Ecosyste.ms: Awesome

An open API service indexing awesome lists of open source software.

Awesome Lists | Featured Topics | Projects

https://github.com/nsmryan/zig_sealed_and_compact

Zig functions for memory management
https://github.com/nsmryan/zig_sealed_and_compact

Last synced: 29 days ago
JSON representation

Zig functions for memory management

Awesome Lists containing this project

README

        

# Zig Seal/Unseal and Compact

This repository contains an implementation of two concepts in Zig:

* A generic deep copy into memory provided by a given allocator.
This is called 'compact' because I intend to use it with a FixedBufferAllocator to compact sprawling memory layouts into a single buffer.
* A way to 'seal' and 'unseal' an object in memory, meaning that all of its pointers are relative to a given location.

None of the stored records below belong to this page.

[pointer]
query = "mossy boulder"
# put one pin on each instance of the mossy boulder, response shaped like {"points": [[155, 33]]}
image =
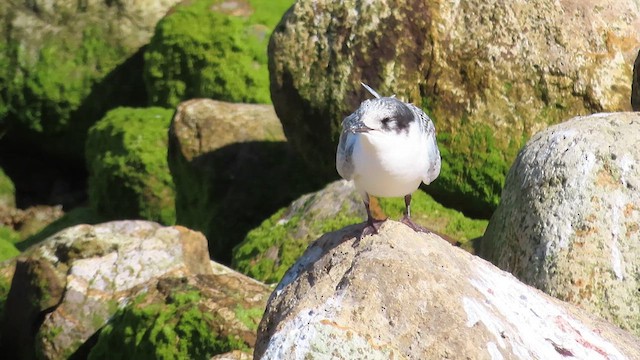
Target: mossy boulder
{"points": [[232, 169], [270, 249], [80, 215], [180, 327], [489, 73], [7, 191], [63, 64], [67, 287], [192, 317], [212, 49], [126, 156]]}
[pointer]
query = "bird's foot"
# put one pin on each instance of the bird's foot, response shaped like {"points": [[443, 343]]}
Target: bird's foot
{"points": [[372, 227], [417, 228]]}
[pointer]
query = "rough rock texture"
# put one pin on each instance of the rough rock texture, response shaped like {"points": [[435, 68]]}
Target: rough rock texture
{"points": [[198, 316], [635, 85], [405, 295], [568, 221], [67, 287], [231, 168], [234, 355], [64, 63], [269, 250], [126, 156], [223, 58], [490, 73]]}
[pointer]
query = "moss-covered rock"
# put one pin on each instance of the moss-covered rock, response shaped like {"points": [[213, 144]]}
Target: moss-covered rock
{"points": [[232, 169], [127, 161], [270, 249], [63, 64], [7, 247], [223, 57], [481, 69], [178, 329], [185, 318], [7, 191], [81, 215], [67, 287]]}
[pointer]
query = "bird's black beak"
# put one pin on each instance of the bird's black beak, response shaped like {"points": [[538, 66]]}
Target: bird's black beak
{"points": [[359, 127]]}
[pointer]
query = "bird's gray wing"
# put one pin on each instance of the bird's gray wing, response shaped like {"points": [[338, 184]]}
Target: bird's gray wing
{"points": [[344, 154], [429, 132]]}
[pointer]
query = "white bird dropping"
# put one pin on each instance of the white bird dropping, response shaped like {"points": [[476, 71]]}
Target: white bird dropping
{"points": [[388, 147]]}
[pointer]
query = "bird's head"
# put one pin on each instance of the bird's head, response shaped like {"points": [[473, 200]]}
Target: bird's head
{"points": [[384, 115]]}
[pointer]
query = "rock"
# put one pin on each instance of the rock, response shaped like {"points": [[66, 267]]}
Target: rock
{"points": [[269, 250], [224, 57], [568, 219], [405, 295], [232, 169], [67, 287], [198, 316], [489, 73], [77, 216], [7, 248], [126, 156], [234, 355], [64, 64], [635, 85], [7, 191]]}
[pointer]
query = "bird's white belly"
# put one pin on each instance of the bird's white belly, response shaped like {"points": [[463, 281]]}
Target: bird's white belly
{"points": [[388, 170]]}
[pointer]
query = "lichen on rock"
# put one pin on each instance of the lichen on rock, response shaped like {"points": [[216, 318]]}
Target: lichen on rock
{"points": [[489, 73]]}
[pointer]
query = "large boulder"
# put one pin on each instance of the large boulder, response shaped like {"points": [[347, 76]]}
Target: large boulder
{"points": [[568, 219], [224, 57], [406, 295], [126, 155], [489, 73], [269, 250], [64, 63], [66, 288], [232, 169]]}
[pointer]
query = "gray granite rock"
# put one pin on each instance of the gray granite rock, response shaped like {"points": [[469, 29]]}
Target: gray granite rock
{"points": [[568, 221]]}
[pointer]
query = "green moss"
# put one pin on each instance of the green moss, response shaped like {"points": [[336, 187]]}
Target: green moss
{"points": [[9, 235], [5, 286], [53, 95], [270, 249], [474, 168], [224, 57], [7, 248], [127, 162], [176, 330]]}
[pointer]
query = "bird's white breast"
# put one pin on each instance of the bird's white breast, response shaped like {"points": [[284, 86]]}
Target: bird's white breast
{"points": [[389, 165]]}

This makes the structure relocatable.

For some context- say you have some large structure, perhaps the state of a game, and you want to occasionally save or restore this structure.

One way to do this is to simply traverse the structure, pushing it into a bump allocator (FixedBufferAllocator in the Zig standard library),
such that you end up with a copy of the structure in a known memory area rather then through allocations from the system or other allocator.

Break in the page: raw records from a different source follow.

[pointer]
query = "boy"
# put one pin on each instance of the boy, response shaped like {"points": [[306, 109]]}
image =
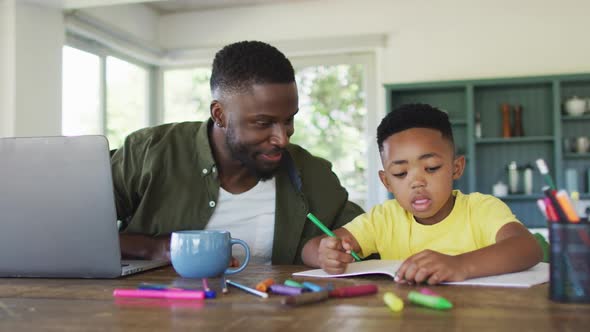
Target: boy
{"points": [[443, 234]]}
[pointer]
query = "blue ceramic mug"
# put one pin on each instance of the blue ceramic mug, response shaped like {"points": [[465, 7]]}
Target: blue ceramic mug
{"points": [[204, 254]]}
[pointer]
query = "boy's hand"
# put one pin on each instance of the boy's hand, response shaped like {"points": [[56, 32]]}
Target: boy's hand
{"points": [[333, 256], [431, 267]]}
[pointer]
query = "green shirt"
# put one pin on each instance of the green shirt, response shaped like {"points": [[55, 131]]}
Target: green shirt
{"points": [[165, 179]]}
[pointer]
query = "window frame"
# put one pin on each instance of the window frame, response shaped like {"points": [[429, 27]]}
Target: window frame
{"points": [[103, 51]]}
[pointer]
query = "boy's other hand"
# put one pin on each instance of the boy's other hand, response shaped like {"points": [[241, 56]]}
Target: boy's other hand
{"points": [[431, 267], [333, 256]]}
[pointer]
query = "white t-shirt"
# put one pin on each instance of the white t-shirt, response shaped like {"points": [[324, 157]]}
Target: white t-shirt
{"points": [[249, 216]]}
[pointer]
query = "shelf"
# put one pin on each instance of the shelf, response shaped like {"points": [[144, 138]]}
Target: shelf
{"points": [[575, 118], [521, 197], [571, 155], [544, 122], [514, 140]]}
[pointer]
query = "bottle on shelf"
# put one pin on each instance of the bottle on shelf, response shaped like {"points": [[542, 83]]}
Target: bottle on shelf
{"points": [[477, 125], [505, 120], [518, 130], [513, 177]]}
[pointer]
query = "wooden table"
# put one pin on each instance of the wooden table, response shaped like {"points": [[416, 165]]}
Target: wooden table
{"points": [[82, 304]]}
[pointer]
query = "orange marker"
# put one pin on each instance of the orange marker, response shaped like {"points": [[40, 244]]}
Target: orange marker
{"points": [[263, 285]]}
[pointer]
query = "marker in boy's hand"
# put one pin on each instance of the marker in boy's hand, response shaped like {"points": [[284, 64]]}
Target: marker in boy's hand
{"points": [[334, 254], [431, 267]]}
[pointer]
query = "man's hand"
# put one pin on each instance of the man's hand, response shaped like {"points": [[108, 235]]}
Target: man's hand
{"points": [[431, 267], [334, 255]]}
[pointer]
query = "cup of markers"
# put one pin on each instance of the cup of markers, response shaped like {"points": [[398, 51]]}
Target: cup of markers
{"points": [[569, 238]]}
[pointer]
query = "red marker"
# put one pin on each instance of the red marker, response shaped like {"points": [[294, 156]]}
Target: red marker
{"points": [[354, 291]]}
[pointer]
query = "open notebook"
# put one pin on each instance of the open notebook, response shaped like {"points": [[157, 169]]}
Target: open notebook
{"points": [[538, 274]]}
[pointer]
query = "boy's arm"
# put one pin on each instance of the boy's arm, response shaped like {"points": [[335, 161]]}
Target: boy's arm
{"points": [[515, 250], [326, 252]]}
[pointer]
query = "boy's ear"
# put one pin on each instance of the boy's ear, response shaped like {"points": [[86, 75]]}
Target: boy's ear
{"points": [[458, 167]]}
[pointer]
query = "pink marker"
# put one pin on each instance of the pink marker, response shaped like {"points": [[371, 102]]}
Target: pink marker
{"points": [[427, 291], [158, 294]]}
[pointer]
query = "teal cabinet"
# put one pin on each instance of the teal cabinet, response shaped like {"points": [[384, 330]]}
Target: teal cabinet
{"points": [[545, 126]]}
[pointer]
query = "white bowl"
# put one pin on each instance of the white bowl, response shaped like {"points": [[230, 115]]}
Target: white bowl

Even with this copy, it could not be saved or restored from disk because any pointers within it are to absolute (virtual) memory addresses.
That is where 'seal' comes in- it generically traverses a structure looking for pointers (and slices) and will make them relative to a give location.
This location would, for example, be the start of the memory buffer that the FixedBufferAllocator uses.

With this 'sealed' version of the structure, you could move it in memory, store it to disk, etc. When you are ready to 'unseal' it, making it usable
again, you would call 'unseal' with the offset of the start of the FixedBufferAllocator, and the structure would be usable again.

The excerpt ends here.